There are two things you should know about how Borat operated. First, the crew:
Executive producer Monica Levinson further explained the irreverent shoot with the following statement: “All we had was an eight-person crew, including Sacha, a sound person, camera people, [director] Larry Charles and a production assistant. We all traveled around in a van, followed by a pickup truck that carried the equipment.” (Via)
And how Cohen was never successfully sued, despite many lawsuits filed against him.
Most of Borat’s victims were ensnared in a similar way. They would be contacted by a woman calling herself Chelsea Barnard from a fictional film company, One America Productions.
They would be told about the foreign correspondent making a film about life in the US, with the pitch tailored to each person’s specialist subject.
Then on the day of the interview, they would be presented with a release form at the last minute, be paid in cash and, finally, Borat would amble in, beginning with some serious subjects before starting his provocative routine. (Via)

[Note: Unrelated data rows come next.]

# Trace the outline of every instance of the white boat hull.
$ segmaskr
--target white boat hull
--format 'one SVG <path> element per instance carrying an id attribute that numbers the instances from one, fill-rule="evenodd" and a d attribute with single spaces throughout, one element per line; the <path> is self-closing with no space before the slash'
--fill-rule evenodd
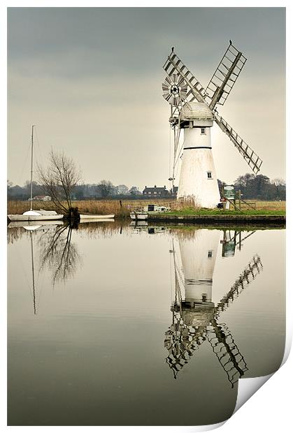
<path id="1" fill-rule="evenodd" d="M 136 221 L 146 221 L 148 219 L 147 212 L 131 212 L 130 218 Z"/>
<path id="2" fill-rule="evenodd" d="M 22 227 L 26 230 L 28 230 L 29 227 L 32 227 L 33 228 L 35 227 L 55 227 L 56 226 L 63 226 L 64 222 L 62 220 L 55 221 L 52 223 L 50 221 L 43 221 L 41 224 L 36 225 L 34 221 L 10 221 L 8 226 L 8 228 L 11 228 L 13 227 Z"/>
<path id="3" fill-rule="evenodd" d="M 8 215 L 10 221 L 51 221 L 62 219 L 63 215 Z"/>
<path id="4" fill-rule="evenodd" d="M 110 219 L 114 218 L 115 214 L 110 215 L 83 215 L 80 214 L 80 219 Z"/>

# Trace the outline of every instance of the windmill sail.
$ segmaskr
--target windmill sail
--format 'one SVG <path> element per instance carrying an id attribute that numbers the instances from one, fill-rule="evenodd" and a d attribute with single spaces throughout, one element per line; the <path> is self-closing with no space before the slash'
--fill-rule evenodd
<path id="1" fill-rule="evenodd" d="M 219 325 L 213 318 L 206 335 L 213 351 L 226 372 L 233 388 L 248 369 L 243 356 L 226 325 Z"/>
<path id="2" fill-rule="evenodd" d="M 232 388 L 248 369 L 231 332 L 227 325 L 218 323 L 217 320 L 220 314 L 229 307 L 262 270 L 260 257 L 256 254 L 217 307 L 211 305 L 210 309 L 202 309 L 197 304 L 195 308 L 191 308 L 182 299 L 180 286 L 183 281 L 174 256 L 176 301 L 171 306 L 173 323 L 165 333 L 164 339 L 164 346 L 169 351 L 166 362 L 173 371 L 174 379 L 206 340 L 211 345 Z M 197 319 L 198 325 L 194 325 L 192 316 Z"/>
<path id="3" fill-rule="evenodd" d="M 216 104 L 224 105 L 246 60 L 242 52 L 230 43 L 205 91 L 210 110 Z"/>
<path id="4" fill-rule="evenodd" d="M 177 73 L 184 80 L 187 85 L 185 103 L 188 104 L 189 102 L 197 101 L 204 103 L 209 107 L 213 112 L 215 122 L 228 135 L 244 160 L 257 174 L 259 171 L 262 160 L 224 120 L 215 108 L 216 104 L 223 105 L 245 61 L 246 57 L 230 43 L 206 90 L 175 54 L 173 48 L 163 68 L 170 77 L 172 74 Z M 175 163 L 174 165 L 176 165 Z"/>
<path id="5" fill-rule="evenodd" d="M 171 54 L 168 56 L 163 68 L 170 77 L 172 76 L 172 74 L 177 73 L 183 78 L 188 86 L 188 90 L 186 94 L 186 100 L 188 102 L 192 102 L 195 100 L 199 102 L 205 102 L 204 88 L 199 81 L 192 74 L 190 71 L 187 69 L 185 65 L 183 64 L 178 55 L 175 54 L 173 49 Z"/>
<path id="6" fill-rule="evenodd" d="M 215 122 L 223 132 L 230 138 L 235 147 L 243 156 L 245 161 L 252 171 L 257 174 L 260 169 L 262 160 L 257 155 L 250 146 L 243 138 L 233 129 L 231 126 L 220 116 L 216 111 L 214 111 L 214 118 Z"/>
<path id="7" fill-rule="evenodd" d="M 221 299 L 215 309 L 215 317 L 224 311 L 234 301 L 244 290 L 245 285 L 248 285 L 253 281 L 257 275 L 262 270 L 262 263 L 259 256 L 256 254 L 252 257 L 248 265 L 242 272 L 231 287 L 229 292 Z"/>

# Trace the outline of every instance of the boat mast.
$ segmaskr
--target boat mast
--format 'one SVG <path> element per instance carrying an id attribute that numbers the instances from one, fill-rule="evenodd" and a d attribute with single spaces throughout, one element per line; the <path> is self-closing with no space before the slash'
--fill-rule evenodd
<path id="1" fill-rule="evenodd" d="M 33 163 L 34 163 L 34 125 L 31 126 L 31 208 L 30 210 L 32 210 L 31 205 L 33 203 Z"/>
<path id="2" fill-rule="evenodd" d="M 32 279 L 33 279 L 33 302 L 34 302 L 34 314 L 36 314 L 36 290 L 34 286 L 34 249 L 33 249 L 33 236 L 31 230 L 30 230 L 29 234 L 31 235 L 31 273 L 32 273 Z"/>

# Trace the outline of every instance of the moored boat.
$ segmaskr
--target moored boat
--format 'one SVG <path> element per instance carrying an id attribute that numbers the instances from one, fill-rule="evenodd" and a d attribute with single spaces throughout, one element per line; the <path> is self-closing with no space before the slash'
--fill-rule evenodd
<path id="1" fill-rule="evenodd" d="M 148 205 L 141 209 L 134 209 L 130 212 L 130 218 L 136 221 L 146 221 L 150 214 L 160 214 L 170 210 L 166 206 L 159 206 L 159 205 Z"/>
<path id="2" fill-rule="evenodd" d="M 115 217 L 115 214 L 110 214 L 109 215 L 94 215 L 80 214 L 80 219 L 110 219 Z"/>
<path id="3" fill-rule="evenodd" d="M 34 165 L 34 127 L 31 126 L 31 197 L 29 199 L 30 209 L 23 214 L 9 214 L 7 217 L 10 221 L 48 221 L 62 219 L 63 214 L 57 214 L 55 210 L 33 210 L 33 165 Z"/>

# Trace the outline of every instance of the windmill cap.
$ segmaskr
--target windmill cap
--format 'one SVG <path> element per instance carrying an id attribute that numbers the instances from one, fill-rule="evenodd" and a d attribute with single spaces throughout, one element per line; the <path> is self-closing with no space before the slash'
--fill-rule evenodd
<path id="1" fill-rule="evenodd" d="M 213 113 L 202 102 L 185 103 L 181 108 L 181 119 L 213 120 Z"/>

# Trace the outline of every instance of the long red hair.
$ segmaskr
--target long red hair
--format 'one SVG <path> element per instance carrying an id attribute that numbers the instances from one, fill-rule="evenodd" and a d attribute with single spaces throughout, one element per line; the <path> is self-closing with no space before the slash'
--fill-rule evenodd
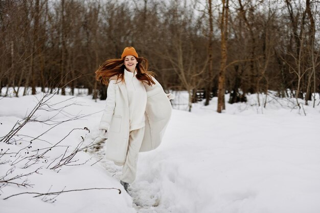
<path id="1" fill-rule="evenodd" d="M 148 85 L 155 84 L 151 76 L 154 75 L 153 72 L 148 71 L 149 63 L 144 58 L 136 58 L 138 63 L 136 69 L 136 78 L 142 82 L 146 82 Z M 97 70 L 96 79 L 105 85 L 109 84 L 109 79 L 112 76 L 117 76 L 117 82 L 124 81 L 125 58 L 123 59 L 109 59 L 105 61 Z M 120 79 L 118 82 L 118 79 Z"/>

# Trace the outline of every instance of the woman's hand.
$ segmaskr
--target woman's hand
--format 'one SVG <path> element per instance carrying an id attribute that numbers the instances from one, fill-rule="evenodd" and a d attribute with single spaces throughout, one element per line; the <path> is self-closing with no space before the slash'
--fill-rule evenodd
<path id="1" fill-rule="evenodd" d="M 101 138 L 108 138 L 108 131 L 105 129 L 99 129 L 99 136 Z"/>
<path id="2" fill-rule="evenodd" d="M 173 100 L 174 99 L 174 95 L 171 93 L 166 94 L 167 97 L 169 98 L 169 100 Z"/>

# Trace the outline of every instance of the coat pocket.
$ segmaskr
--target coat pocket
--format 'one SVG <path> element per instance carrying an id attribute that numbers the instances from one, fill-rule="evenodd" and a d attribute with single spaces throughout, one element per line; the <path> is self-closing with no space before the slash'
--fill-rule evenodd
<path id="1" fill-rule="evenodd" d="M 120 115 L 113 115 L 110 125 L 110 131 L 120 132 L 121 129 L 121 121 L 122 117 Z"/>

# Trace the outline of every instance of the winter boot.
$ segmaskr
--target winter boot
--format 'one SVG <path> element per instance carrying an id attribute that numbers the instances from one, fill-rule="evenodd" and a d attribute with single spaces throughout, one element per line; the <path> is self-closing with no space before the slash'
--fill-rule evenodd
<path id="1" fill-rule="evenodd" d="M 120 180 L 120 183 L 121 185 L 123 185 L 123 188 L 126 192 L 128 192 L 128 187 L 129 187 L 129 183 L 126 183 L 125 182 L 123 182 L 122 180 Z"/>

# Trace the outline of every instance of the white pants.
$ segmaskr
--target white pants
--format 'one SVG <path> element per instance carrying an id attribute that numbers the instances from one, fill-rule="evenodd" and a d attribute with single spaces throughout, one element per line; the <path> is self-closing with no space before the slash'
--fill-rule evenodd
<path id="1" fill-rule="evenodd" d="M 141 147 L 145 127 L 134 129 L 130 132 L 126 162 L 122 168 L 121 180 L 131 183 L 135 179 L 139 150 Z"/>

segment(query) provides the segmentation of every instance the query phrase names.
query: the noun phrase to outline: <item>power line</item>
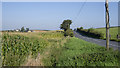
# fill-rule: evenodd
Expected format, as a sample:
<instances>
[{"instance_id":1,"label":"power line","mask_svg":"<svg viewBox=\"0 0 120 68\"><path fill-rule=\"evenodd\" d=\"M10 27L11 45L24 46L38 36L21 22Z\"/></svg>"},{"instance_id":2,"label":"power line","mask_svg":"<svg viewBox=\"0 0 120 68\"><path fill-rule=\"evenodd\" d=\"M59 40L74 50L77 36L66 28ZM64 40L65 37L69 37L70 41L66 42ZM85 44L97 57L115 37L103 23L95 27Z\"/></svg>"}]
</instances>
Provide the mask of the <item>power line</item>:
<instances>
[{"instance_id":1,"label":"power line","mask_svg":"<svg viewBox=\"0 0 120 68\"><path fill-rule=\"evenodd\" d=\"M86 1L87 1L87 0L85 0L85 2L82 4L82 6L81 6L81 8L80 8L80 10L79 10L78 14L76 15L75 19L73 20L73 22L75 22L75 21L76 21L76 19L78 18L78 16L80 15L80 13L81 13L81 11L82 11L83 7L84 7L84 6L85 6L85 4L86 4Z\"/></svg>"}]
</instances>

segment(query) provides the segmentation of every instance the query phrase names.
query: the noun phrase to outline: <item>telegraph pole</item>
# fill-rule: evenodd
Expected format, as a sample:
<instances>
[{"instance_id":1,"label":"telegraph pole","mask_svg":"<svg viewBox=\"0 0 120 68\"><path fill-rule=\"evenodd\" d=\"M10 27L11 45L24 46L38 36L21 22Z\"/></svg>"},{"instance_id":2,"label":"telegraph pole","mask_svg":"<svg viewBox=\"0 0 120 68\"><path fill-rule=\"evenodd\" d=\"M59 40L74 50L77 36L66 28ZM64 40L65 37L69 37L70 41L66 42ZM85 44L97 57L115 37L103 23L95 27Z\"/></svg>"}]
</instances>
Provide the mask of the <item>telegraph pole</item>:
<instances>
[{"instance_id":1,"label":"telegraph pole","mask_svg":"<svg viewBox=\"0 0 120 68\"><path fill-rule=\"evenodd\" d=\"M106 48L109 50L109 9L108 9L108 0L105 3L106 7Z\"/></svg>"}]
</instances>

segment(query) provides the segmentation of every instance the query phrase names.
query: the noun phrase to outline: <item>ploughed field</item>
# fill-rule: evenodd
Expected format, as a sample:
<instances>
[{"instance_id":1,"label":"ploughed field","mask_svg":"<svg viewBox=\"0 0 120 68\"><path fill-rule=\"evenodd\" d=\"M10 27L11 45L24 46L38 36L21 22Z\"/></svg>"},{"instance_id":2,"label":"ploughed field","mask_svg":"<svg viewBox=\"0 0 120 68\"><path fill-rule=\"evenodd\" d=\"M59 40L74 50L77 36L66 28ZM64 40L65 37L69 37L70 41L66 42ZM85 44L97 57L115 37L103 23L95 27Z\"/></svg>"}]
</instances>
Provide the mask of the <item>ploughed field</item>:
<instances>
[{"instance_id":1,"label":"ploughed field","mask_svg":"<svg viewBox=\"0 0 120 68\"><path fill-rule=\"evenodd\" d=\"M3 66L119 66L120 53L63 31L3 32Z\"/></svg>"}]
</instances>

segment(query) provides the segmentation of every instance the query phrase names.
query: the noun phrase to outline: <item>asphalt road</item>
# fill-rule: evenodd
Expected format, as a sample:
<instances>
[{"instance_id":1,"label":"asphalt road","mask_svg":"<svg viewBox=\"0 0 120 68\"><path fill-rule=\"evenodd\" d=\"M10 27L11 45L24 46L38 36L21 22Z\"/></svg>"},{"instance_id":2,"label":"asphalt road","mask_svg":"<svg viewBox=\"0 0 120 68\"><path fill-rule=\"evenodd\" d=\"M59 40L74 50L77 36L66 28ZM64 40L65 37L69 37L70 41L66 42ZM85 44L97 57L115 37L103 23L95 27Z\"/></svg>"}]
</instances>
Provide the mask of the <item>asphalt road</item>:
<instances>
[{"instance_id":1,"label":"asphalt road","mask_svg":"<svg viewBox=\"0 0 120 68\"><path fill-rule=\"evenodd\" d=\"M75 35L75 37L77 37L79 39L83 39L85 41L88 41L88 42L95 43L95 44L98 44L100 46L106 47L106 40L87 37L87 36L84 36L84 35L76 32L76 31L74 31L74 35ZM117 49L120 50L120 46L118 44L120 45L120 42L110 41L109 47L113 48L114 50L117 50Z\"/></svg>"}]
</instances>

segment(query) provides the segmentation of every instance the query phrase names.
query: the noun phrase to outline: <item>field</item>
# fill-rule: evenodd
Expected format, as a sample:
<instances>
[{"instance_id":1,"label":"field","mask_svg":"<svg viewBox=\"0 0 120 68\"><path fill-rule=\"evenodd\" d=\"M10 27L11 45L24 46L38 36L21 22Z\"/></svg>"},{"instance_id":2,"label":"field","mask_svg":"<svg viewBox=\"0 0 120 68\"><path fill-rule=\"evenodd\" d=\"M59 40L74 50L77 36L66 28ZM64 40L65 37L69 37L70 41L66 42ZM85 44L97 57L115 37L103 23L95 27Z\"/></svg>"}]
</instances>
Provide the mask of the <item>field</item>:
<instances>
[{"instance_id":1,"label":"field","mask_svg":"<svg viewBox=\"0 0 120 68\"><path fill-rule=\"evenodd\" d=\"M120 39L117 39L117 34L120 35L120 33L118 33L118 32L120 32L120 31L118 31L118 29L120 29L120 27L111 27L110 28L110 35L111 35L110 40L120 41ZM106 39L106 28L97 28L95 30L102 32L104 34L104 39Z\"/></svg>"},{"instance_id":2,"label":"field","mask_svg":"<svg viewBox=\"0 0 120 68\"><path fill-rule=\"evenodd\" d=\"M119 66L112 48L64 37L62 31L3 32L3 66Z\"/></svg>"}]
</instances>

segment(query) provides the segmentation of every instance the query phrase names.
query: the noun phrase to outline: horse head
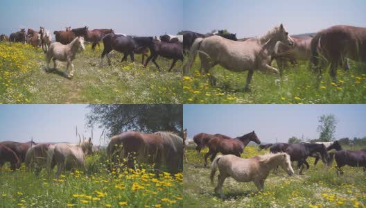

Sneaky, sinister, smart, but that’s not how Anderson got involved. She told MTV at the time, “I can’t really say. I’m sworn to secrecy,” but she later wrote on her website, “Of course Sasha [sic] and I planned this years ago. And it turned out perfect…I’m so happy for him.” The OC Weekly also did some digging, and spoke to a security guard who worked where the scene was filmed.
When I posed the question to [director of security] Jonathan Collins, [he said]: “Yeah, the whole thing was planned. They made arrangements with us. Yeah, they told us what they would be doing. The thing in the store, the chase, all of it…It was supposed to look authentic, and we waited and waited for hours because it had to look real to get the effect they wanted,” said Collins, who added that the security personnel subduing Borat were in fact actors, not mall security. (Via)
Also not helping their “this is real” cause: a previous encounter, from 2005.
Pamela Anderson’s two canine companions were about to pledge their undying devotion on a sunny Malibu beach last Wednesday, August 17, when a strange sea-craft was sighted just offshore. Chihuahua Luca, golden retriever Star, and gathered friends and loved ones eyed the vessel with suspicion until Sacha Baron Cohen emerged from the surf astride an inflatable turtle.
Cohen, in character as Borat, wore shorts with a leather jacket and cap and brandished a white keytar. Once ashore, the oft-reviled comedian sprinted toward Anderson and felled her with a perfectly executed rugby tackle, causing her to drop the beloved Luca. The Stacked actress struggled to her feet and brushed sand off of her long white gown as her loyal bodyguards seized the interloper, dragged him back to the shore, and dunked him in the hungry waves. The wedding party quickly composed itself, and the ceremony continued without further incident. (Via)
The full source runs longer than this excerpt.